Artificial neural networks often fail under out-of-distribution (OOD) conditions—such as unfamiliar terrain or limb damage—due to poor generalization and weight divergence in conventional learning rules. Method: This paper proposes a biologically inspired plastic neural network with dynamic weight normalization, integrating local Hebbian synaptic plasticity, principal-component-based weight analysis, and an end-to-end locomotion control architecture to stabilize learning and prevent unbounded weight growth. Contribution/Results: To our knowledge, this is the first work to achieve zero-shot sim-to-real transfer and OOD robust generalization on high-dimensional legged robots—a 18-DOF dung-beetle–inspired platform and a 16-DOF gecko-inspired robot—without online fine-tuning. The method autonomously adapts to unseen challenging conditions, including uneven terrain and joint failures. Experiments demonstrate significant improvements in policy robustness and environmental generalization over baseline approaches, establishing a novel paradigm for autonomous, adaptive locomotion in open, dynamic environments.

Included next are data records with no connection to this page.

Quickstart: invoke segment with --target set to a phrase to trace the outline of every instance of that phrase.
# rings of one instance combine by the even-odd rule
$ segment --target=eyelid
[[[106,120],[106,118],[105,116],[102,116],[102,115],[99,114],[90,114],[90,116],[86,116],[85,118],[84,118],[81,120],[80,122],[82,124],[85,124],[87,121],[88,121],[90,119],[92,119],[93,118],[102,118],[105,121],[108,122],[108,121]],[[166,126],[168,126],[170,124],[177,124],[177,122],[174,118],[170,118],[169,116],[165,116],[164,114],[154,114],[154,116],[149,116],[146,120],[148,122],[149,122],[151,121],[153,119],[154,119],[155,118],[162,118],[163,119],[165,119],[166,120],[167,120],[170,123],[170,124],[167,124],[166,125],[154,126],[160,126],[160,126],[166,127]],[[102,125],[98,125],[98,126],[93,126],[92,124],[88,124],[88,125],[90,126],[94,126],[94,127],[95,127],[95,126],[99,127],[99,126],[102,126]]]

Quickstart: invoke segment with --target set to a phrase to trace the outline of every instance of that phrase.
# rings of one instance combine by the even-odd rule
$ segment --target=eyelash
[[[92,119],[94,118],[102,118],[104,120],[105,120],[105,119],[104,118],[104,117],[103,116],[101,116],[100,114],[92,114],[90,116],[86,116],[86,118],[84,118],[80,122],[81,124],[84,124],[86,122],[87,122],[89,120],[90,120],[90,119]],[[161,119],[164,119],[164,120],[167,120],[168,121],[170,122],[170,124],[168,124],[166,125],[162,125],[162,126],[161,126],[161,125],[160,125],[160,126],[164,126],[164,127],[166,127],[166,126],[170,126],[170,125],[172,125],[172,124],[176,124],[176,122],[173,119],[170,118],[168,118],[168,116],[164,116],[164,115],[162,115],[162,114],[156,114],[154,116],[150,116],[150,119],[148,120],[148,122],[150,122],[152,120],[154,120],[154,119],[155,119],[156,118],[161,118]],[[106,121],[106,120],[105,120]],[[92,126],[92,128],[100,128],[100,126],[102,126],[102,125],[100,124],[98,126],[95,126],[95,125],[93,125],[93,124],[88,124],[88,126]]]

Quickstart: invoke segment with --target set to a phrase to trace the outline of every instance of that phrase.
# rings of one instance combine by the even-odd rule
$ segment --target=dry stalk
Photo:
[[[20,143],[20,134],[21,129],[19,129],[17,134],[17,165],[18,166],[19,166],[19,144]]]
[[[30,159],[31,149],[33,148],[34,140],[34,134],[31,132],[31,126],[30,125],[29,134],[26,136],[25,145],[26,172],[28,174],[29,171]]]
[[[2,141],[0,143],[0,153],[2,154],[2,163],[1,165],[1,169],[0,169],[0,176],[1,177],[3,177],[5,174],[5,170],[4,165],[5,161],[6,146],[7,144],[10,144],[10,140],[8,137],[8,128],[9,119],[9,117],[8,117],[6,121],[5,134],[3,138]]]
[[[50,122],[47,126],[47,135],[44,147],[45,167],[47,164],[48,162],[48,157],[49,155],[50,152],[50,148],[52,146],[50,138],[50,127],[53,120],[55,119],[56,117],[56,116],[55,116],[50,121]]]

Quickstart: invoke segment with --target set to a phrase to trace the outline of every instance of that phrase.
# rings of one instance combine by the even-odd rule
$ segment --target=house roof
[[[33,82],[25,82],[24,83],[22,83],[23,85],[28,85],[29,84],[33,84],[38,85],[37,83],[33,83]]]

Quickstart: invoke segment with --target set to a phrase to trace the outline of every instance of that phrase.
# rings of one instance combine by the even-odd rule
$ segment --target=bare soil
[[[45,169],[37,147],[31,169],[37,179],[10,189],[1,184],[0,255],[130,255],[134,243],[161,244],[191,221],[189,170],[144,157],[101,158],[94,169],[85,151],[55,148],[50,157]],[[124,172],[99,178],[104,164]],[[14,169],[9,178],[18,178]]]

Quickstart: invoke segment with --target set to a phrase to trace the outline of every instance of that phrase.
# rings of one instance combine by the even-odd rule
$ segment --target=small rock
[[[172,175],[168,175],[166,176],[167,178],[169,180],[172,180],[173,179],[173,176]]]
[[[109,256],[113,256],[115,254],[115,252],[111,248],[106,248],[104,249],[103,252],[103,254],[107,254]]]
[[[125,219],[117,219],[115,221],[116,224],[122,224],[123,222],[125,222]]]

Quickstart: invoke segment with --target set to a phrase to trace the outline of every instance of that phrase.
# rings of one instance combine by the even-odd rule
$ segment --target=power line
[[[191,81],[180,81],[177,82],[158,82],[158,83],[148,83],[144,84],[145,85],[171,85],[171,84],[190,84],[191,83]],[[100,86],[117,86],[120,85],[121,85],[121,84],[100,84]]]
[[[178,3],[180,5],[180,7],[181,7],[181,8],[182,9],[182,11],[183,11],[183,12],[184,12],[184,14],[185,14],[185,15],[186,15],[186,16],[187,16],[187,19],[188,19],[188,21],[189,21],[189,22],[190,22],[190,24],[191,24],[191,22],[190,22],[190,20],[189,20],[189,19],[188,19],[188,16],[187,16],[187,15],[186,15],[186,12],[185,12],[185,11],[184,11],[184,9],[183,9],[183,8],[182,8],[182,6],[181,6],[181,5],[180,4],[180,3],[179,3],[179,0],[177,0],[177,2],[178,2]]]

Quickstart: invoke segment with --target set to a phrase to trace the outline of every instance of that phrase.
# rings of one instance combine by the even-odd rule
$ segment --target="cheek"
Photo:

Artificial neural networks can be used to solve a variety of robotic tasks. However, they risk failing catastrophically when faced with out-of-distribution (OOD) situations. Several approaches have employed a type of synaptic plasticity known as Hebbian learning that can dynamically adjust weights based on local neural activities. Research has shown that synaptic plasticity can make policies more robust and help them adapt to unforeseen changes in the environment. However, networks augmented with Hebbian learning can lead to weight divergence, resulting in network instability. Furthermore, such Hebbian networks have not yet been applied to solve legged locomotion in complex real robots with many degrees of freedom. In this work, we improve the Hebbian network with a weight normalization mechanism for preventing weight divergence, analyze the principal components of the Hebbian's weights, and perform a thorough evaluation of network performance in locomotion control for real 18-DOF dung beetle-like and 16-DOF gecko-like robots. We find that the Hebbian-based plastic network can execute zero-shot sim-to-real adaptation locomotion and generalize to unseen conditions, such as uneven terrain and morphological damage.